Suppose  $\Gamma = \mathcal{P}$  consist of all distributions on  $\tilde{\mathbb{X}}$  and  $\langle \mathbf{w}, \mathbf{g}(\mu) \rangle \neq 0$ . Define

$$a := \inf_{t \in \mathbf{w}^\top \tilde{\mathbb{X}}} t \cdot l'(t), \quad b := \sup_{t \in \mathbf{w}^\top \tilde{\mathbb{X}}} t \cdot l'(t).$$

Then, a target parameter  $\mathbf{w}$  is  $\lambda$ -poisoning reachable iff (6) holds (with equality attained if the maximum there is attained).

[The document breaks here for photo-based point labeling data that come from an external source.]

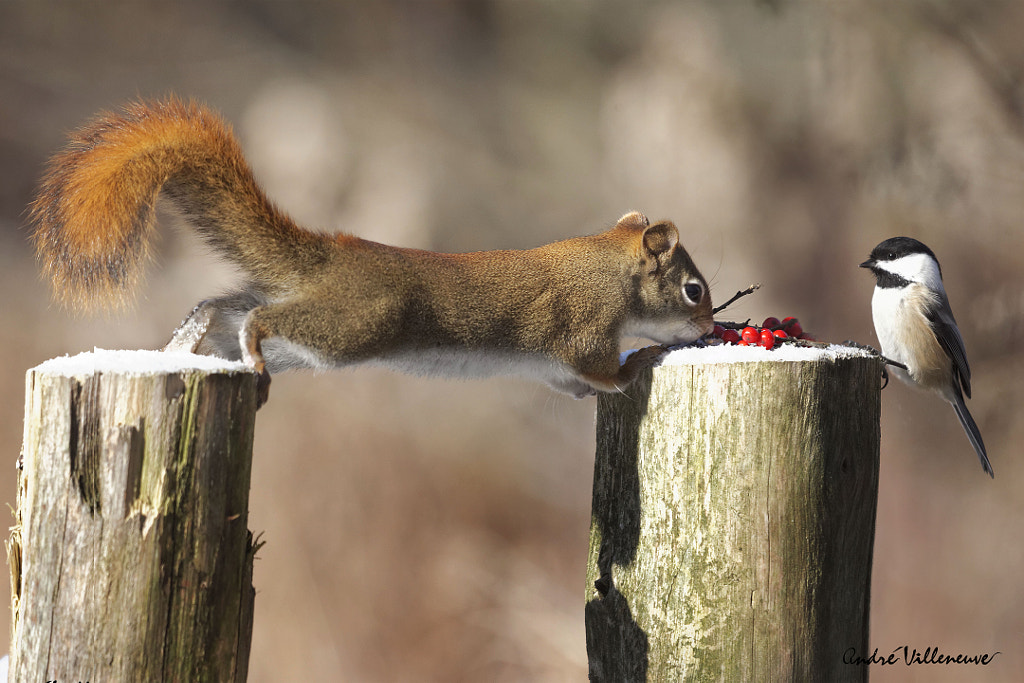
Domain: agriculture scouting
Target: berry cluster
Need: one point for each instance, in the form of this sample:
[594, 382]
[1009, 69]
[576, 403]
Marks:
[767, 335]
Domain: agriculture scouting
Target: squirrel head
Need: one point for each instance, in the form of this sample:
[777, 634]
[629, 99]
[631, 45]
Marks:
[671, 299]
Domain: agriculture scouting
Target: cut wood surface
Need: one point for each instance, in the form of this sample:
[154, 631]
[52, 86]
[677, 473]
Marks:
[733, 521]
[131, 557]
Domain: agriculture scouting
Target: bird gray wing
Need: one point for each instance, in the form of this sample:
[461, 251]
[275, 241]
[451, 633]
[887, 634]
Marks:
[940, 316]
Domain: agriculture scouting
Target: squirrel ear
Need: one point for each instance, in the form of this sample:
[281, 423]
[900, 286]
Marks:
[659, 239]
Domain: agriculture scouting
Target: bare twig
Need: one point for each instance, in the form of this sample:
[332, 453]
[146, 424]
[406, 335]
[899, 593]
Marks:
[737, 295]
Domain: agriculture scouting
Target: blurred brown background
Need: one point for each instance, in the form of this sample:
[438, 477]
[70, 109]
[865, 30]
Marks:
[436, 530]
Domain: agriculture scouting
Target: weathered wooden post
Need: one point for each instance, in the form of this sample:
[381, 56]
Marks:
[733, 519]
[131, 558]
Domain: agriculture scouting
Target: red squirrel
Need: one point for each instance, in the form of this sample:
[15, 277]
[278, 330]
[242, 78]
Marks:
[316, 300]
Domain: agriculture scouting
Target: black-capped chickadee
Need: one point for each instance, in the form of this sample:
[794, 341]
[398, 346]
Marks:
[915, 327]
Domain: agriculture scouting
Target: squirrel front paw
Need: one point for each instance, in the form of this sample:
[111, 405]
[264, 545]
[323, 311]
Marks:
[648, 356]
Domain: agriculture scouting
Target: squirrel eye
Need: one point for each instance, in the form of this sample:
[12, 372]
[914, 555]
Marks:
[693, 292]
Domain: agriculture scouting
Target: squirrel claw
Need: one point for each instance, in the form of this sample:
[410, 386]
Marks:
[262, 388]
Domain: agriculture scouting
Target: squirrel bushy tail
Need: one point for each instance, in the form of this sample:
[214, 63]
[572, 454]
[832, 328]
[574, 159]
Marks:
[95, 210]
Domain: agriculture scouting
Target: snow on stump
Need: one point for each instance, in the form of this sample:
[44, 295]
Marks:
[733, 517]
[131, 558]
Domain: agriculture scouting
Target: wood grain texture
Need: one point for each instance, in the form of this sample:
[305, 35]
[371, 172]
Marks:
[733, 522]
[131, 557]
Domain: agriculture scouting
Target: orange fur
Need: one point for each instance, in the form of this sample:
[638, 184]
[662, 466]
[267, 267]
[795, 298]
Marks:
[95, 209]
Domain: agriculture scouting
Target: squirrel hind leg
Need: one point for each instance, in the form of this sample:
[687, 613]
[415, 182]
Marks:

The standard margin losses are decreasing, such as the logistic loss in Example 2, the exponential loss in Adaboost, and the hinge loss in SVM. When  $\mathbb{X} = \mathbb{R}^d$  is unbounded, typically  $b = \infty$  but  $a > -\infty$ , leading to a common phase transition phenomenon: data poisoning against these losses succeeds in producing a target parameter  $\mathbf{w}$  iff  $\lambda$  crosses the threshold in (6). In particular, any target parameter  $\mathbf{w}$  such that  $\langle \mathbf{w}, \mathbf{g}(\mu) \rangle < 0$  is always poisoning reachable for any  $\lambda > 0$ . Interestingly, Koh et al. (2022, Proposition 3) showed that if a model is poisoning reachable, then it (often) can be poisoned to by a distribution  $\nu$  supported on two distinct points (which however does not imply diminishing  $\varepsilon_d$  due to repetitions). Corollary 1 provides a definitive answer on when a model is poisoning reachable and hence complements the results of Koh et al. (2022).

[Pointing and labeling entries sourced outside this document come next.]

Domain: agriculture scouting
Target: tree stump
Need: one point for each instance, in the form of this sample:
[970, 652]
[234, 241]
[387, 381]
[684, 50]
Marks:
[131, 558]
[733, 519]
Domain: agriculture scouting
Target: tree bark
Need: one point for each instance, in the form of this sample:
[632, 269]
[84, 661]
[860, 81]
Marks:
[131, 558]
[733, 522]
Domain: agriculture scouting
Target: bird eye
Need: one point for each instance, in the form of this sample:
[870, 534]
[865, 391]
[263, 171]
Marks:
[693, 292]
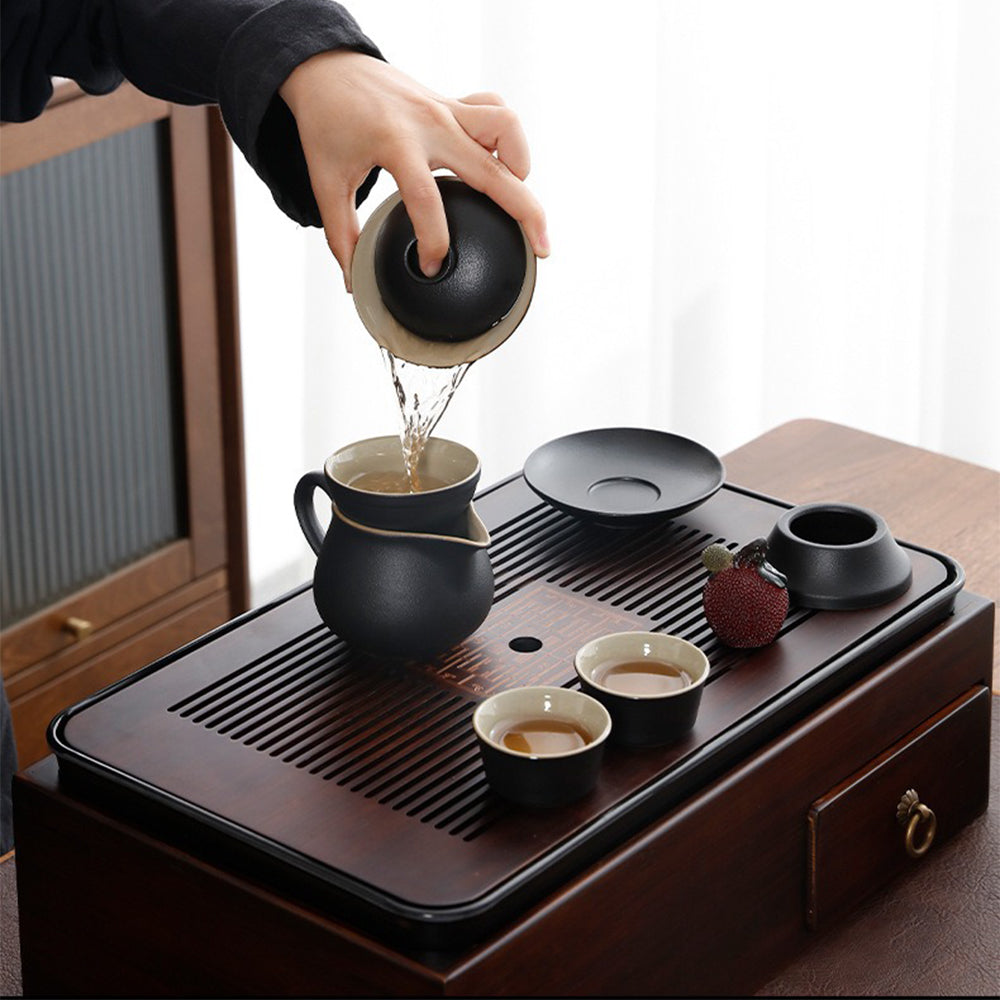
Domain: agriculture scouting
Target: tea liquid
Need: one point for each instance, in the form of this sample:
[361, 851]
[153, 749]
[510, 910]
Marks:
[540, 736]
[395, 482]
[645, 676]
[423, 394]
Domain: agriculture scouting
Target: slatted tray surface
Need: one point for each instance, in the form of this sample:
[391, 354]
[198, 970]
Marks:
[363, 777]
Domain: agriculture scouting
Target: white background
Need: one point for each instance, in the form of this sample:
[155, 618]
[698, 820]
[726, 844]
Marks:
[759, 210]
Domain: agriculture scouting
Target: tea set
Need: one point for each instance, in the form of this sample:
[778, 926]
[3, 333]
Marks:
[406, 574]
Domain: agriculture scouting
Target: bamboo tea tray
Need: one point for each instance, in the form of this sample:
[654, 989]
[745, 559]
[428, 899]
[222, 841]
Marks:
[357, 784]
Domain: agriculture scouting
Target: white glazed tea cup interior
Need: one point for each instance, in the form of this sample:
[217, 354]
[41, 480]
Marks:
[520, 704]
[446, 461]
[623, 647]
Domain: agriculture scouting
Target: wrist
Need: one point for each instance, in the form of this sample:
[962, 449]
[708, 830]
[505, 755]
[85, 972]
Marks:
[315, 72]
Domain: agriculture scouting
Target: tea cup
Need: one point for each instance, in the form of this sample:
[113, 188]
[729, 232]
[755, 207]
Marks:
[651, 684]
[541, 746]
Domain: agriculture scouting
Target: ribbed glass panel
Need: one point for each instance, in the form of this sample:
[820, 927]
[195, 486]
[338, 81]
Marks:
[89, 462]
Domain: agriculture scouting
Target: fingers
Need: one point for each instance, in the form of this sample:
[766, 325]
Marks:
[490, 175]
[340, 223]
[422, 199]
[496, 128]
[484, 97]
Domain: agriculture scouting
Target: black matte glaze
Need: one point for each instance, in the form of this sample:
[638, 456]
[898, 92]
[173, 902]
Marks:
[838, 557]
[479, 280]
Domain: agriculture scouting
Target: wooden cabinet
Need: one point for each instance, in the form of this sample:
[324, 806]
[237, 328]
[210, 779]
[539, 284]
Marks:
[123, 510]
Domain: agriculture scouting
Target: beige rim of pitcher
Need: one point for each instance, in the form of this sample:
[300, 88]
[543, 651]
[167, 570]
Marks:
[389, 333]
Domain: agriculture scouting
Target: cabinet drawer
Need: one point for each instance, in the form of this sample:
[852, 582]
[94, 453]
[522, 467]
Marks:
[32, 712]
[856, 842]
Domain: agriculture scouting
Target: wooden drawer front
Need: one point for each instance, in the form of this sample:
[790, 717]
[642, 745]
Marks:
[857, 844]
[32, 712]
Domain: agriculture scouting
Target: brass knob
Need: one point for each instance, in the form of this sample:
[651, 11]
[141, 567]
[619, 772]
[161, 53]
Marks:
[913, 814]
[79, 628]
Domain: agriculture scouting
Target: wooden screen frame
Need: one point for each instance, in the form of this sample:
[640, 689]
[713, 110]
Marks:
[213, 555]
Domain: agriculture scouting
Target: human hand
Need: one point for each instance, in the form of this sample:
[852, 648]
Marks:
[355, 112]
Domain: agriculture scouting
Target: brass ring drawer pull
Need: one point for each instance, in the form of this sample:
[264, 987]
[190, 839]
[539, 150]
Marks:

We emphasize that with any further restrictions on the poisoning distribution (such that  $\Gamma \subsetneq \mathcal{P}$ ), condition (6) remains to be necessary: data poisoning is apparently even harder in this case. For nonlinear models with a fixed feature map  $\phi$  (such as kernel methods), our results extend immediately, after the obvious change-of-variable  $\mathbf{x} \leftarrow \phi(\mathbf{x})$ .Figure 1: Logistic regression on the 2d OR dataset that verifies the transitioning threshold  $\tau$  in Corollary 1. **Left:**  $\tau$  w.r.t. target models  $\mathbf{w} \in \mathbb{R}^2$ , which all achieve 0 accuracy; **Middle:** accuracy drop due to the gradient canceling attack in Section 4. Indeed, poisoning successfully induces the target model  $\mathbf{w}$  as long as  $\varepsilon_d \geq \tau$ ; **Right:** norm of gradient w.r.t. model  $\mathbf{w}$  over the mixed distribution  $\chi$ , with  $\varepsilon_d$  the relative proportion of poisoned data. In general, the closer  $\varepsilon_d$  gets above  $\tau$ , the smaller the gradient norm, which is an indication of the target model being more achievable through data poisoning.

Figure 1 illustrates the transition threshold  $\tau$  in (7) on the simple OR dataset (where each of the four points is repeated 50 times with small Gaussian perturbation, see Appendix C for details). Logistic regression (LR), trained on the clean data, achieves perfect accuracy. In Figure 1 (left), each grid point represents a target parameter  $\mathbf{w} = (w_1, w_2)$ , all of which achieve 0 test accuracy (i.e., malicious models). The heat map indicates the threshold  $\tau$  for each  $\mathbf{w}$ , which, as predicted by our theory, is the percentage of poisoning required to achieve  $\mathbf{w}$  through retraining. In Figure 1 (middle) we run the gradient canceling attack (see Section 4) with varying percentage  $\varepsilon_d$  and verify that indeed we can reduce the 100% clean accuracy to 0% iff  $\varepsilon_d \geq \tau$ . In Figure 1 (right) we plot the magnitude of the gradient of the target parameter  $\mathbf{w}$  over the mixed dataset (clean training data plus poisoned data), as an approximate measure of how close  $\mathbf{w}$  can be achieved by retraining on the mixed dataset. Overall, the larger  $\varepsilon_d$  is, the larger the accuracy drop is (not surprisingly) and the smaller the gradient norm is, with a clear transition once  $\varepsilon_d$  crosses  $\tau$  (perhaps surprisingly).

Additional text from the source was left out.